Changing stroke rehab and research worldwide now.Time is Brain! trillions and trillions of neurons that DIE each day because there are NO effective hyperacute therapies besides tPA(only 12% effective). I have 523 posts on hyperacute therapy, enough for researchers to spend decades proving them out. These are my personal ideas and blog on stroke rehabilitation and stroke research. Do not attempt any of these without checking with your medical provider. Unless you join me in agitating, when you need these therapies they won't be there.

What this blog is for:

My blog is not to help survivors recover, it is to have the 10 million yearly stroke survivors light fires underneath their doctors, stroke hospitals and stroke researchers to get stroke solved. 100% recovery. The stroke medical world is completely failing at that goal, they don't even have it as a goal. Shortly after getting out of the hospital and getting NO information on the process or protocols of stroke rehabilitation and recovery I started searching on the internet and found that no other survivor received useful information. This is an attempt to cover all stroke rehabilitation information that should be readily available to survivors so they can talk with informed knowledge to their medical staff. It lays out what needs to be done to get stroke survivors closer to 100% recovery. It's quite disgusting that this information is not available from every stroke association and doctors group.

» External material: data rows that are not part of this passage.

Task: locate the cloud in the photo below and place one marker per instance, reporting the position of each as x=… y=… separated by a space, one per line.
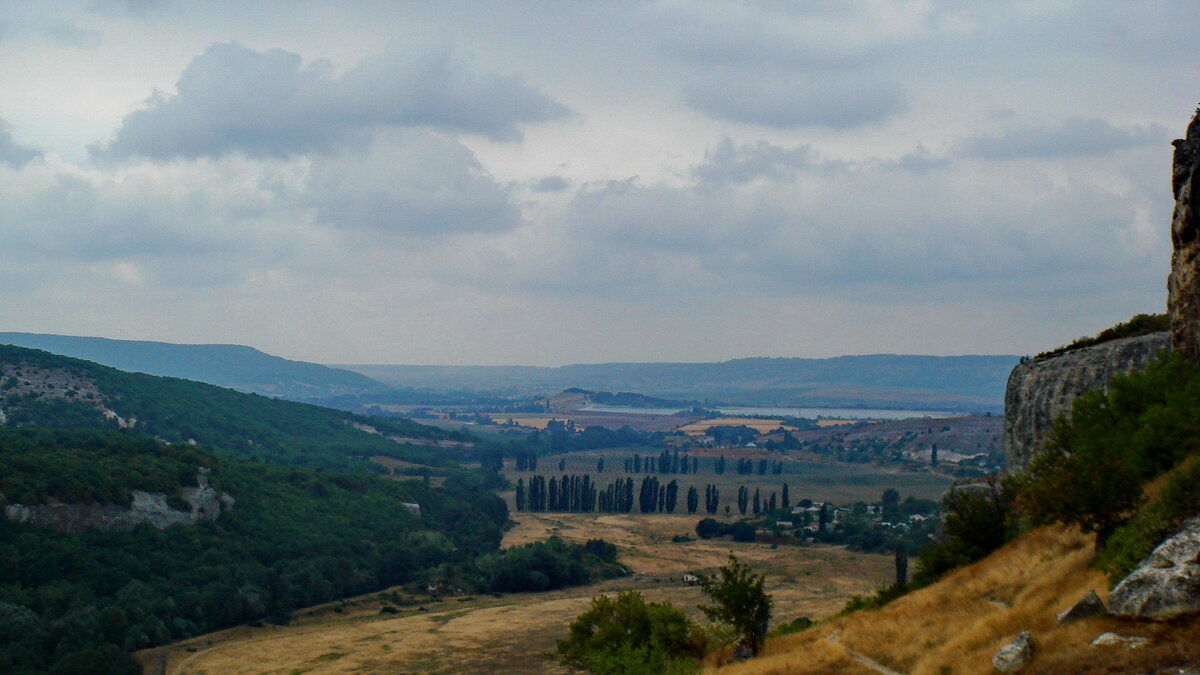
x=413 y=183
x=551 y=184
x=1069 y=138
x=273 y=105
x=12 y=153
x=70 y=34
x=834 y=101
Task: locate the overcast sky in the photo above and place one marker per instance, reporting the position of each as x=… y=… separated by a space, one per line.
x=551 y=183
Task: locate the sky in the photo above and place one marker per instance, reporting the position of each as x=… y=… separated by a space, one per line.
x=545 y=183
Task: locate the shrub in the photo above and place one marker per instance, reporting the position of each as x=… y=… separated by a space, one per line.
x=1097 y=459
x=627 y=634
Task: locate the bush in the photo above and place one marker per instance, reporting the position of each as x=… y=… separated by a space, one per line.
x=1098 y=458
x=975 y=523
x=629 y=635
x=738 y=602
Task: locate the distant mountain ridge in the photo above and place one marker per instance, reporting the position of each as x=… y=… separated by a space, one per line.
x=235 y=366
x=895 y=381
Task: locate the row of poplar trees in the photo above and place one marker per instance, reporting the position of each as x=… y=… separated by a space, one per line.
x=580 y=494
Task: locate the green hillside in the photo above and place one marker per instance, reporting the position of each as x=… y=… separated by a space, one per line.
x=43 y=389
x=891 y=381
x=226 y=365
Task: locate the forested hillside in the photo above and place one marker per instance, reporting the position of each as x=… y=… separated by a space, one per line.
x=76 y=603
x=43 y=389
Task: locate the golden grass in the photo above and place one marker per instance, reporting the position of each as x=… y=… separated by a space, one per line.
x=957 y=625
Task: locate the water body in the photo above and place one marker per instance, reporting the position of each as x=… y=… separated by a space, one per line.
x=810 y=413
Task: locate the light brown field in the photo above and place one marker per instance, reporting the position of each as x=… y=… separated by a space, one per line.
x=958 y=623
x=516 y=633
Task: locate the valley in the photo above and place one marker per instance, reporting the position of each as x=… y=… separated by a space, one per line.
x=516 y=632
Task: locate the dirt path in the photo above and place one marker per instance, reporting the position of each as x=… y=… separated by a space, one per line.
x=516 y=633
x=862 y=658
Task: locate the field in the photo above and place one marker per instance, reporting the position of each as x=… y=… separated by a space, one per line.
x=516 y=633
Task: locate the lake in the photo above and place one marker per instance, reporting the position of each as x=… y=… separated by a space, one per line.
x=810 y=413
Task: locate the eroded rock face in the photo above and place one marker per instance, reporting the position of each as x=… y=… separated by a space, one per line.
x=1042 y=390
x=1183 y=285
x=1087 y=607
x=1167 y=583
x=1015 y=655
x=148 y=507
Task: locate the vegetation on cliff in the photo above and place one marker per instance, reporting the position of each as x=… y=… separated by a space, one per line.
x=1139 y=324
x=181 y=412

Thursday, September 28, 2017

Leading researchers join forces to create a “standard model” of the brain

And once we have that “standard model” for the human brain your doctor can run comparisons with your damaged brain and prescribe protocols that will fix the damage and get it back to normality. At least in the world we live in that should be possible. But instead we live in a world where everything in stroke is a fucking failure and no one is even trying to fix all the problems in stroke.
https://www.news-medical.net/news/20170919/Leading-researchers-join-forces-to-create-a-e2809cstandard-modele2809d-of-the-brain.aspx
Leading neuroscientists are teaming up to study the brain in a way that is modelled on physics projects, where researchers look for new particles.
Credit: sdecoret/Shutterstock.com
The International Brain Lab (IBL) involves 21 leading neuroscience laboratories across Europe and the US that will collaborate to generate theories about how the brain works. The project will focus on one behaviour that all animals share, namely foraging.
The conventional way of conducting cellular neuroscience is for individual laboratories to study a limited amount of brain circuits during simple behaviors, but the IBL will look at how the entire mouse brain generates behaviors in changing environments that mirror the natural world.
Chips will be used that can simultaneously record the electrical pulses of thousands of neurons, as will technologies such as optogenetics, which uses light to control neurons.
Tobias Bonhoeffer from the Max Planck Institute for Neurobiology in Germany says the approach will likely yield significant new insights into how the brain behaves.
IBL will operate much like the two CERN collaborations, ATLAS and CMS, which involved experimentalists and theoreticians from hundreds of laboratories across the world who tested the standard model of particle physics. Near-daily web meetings will be held as part of a collaborative decision-making process and teams will make decisions by simple consent rather than only acting once a group consensus is reached.
No one will be able to stop a proposed experiment being carried out without a very convincing proposal of why it would be a disaster,”
Alexandre Pouget, IBL from the University of Geneva in Switzerland.
The project will aim to develop and test theories about how the brain codes for and computes information and to create the equivalent of physicists’ standard model.
For the first two years, informatics tools will be built to allow the automatic sharing of data and to set up a reliable experimental protocol for a foraging task in mice. All members will need to register their experiments before starting them and the results will immediately be available to all members of the collaboration.
“It is a big challenge — and it’s not the way the field works at the moment,” says IBL member Anne Churchland from Cold Spring Harbor Laboratory in New York.
The second phase of the project will be spent testing theories on how the brain combines diverse information to make decisions, moment-to-moment.
Pouget also hopes that many more laboratories will join the project so that a wider suite of behaviors can be studied.